The company intends to increase cost savings by “streamlining the holding company, middle office, and regional positions, as well as from eliminating duplicative overhead back office and third-party expenses across its larger combined global footprint," remarked Wren. He, however, emphasised that employees dedicated to servicing clients and “generating revenues” are shielded from this impact.
Speaking about talent, he said, “We will adopt an approach focused on selecting the best individuals across the organisations irrespective of their current affiliation. With Unified Practice Area leadership teams at global, regional, and country levels, we will eliminate redundant roles, functions, and back-office operations which we expect will generate cost savings exceeding $130 million.”
As per the CEO, they expect to cut approximately 40% of the company’s corporate expenses resulting in compensation savings of around $200 million and about $100 million in general and administrative costs.

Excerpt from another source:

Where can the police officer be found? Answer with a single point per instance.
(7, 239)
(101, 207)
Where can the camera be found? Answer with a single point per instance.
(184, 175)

The combined entity – also called Omnicom – will generate 85% of its revenues from its top 10 markets with the remainder primarily distributed across an additional 40 markets worldwide.
Omnicom will maintain IPG’s agency brands whilst aligning them within the Omnicom Advertising Services (OAS) structure, says Wren. In the top 10 markets, the agency brands will be fully present. A single OAS leader will look after the agency brands in the other markets, and report to the regional OAS head.
“IPG’s other marketing and advertising services will be aligned within our respective practice areas,” he remarks.
Shareholders of both agency-holding companies will vote on the acquisitions during a special meeting set for March 18, 2025.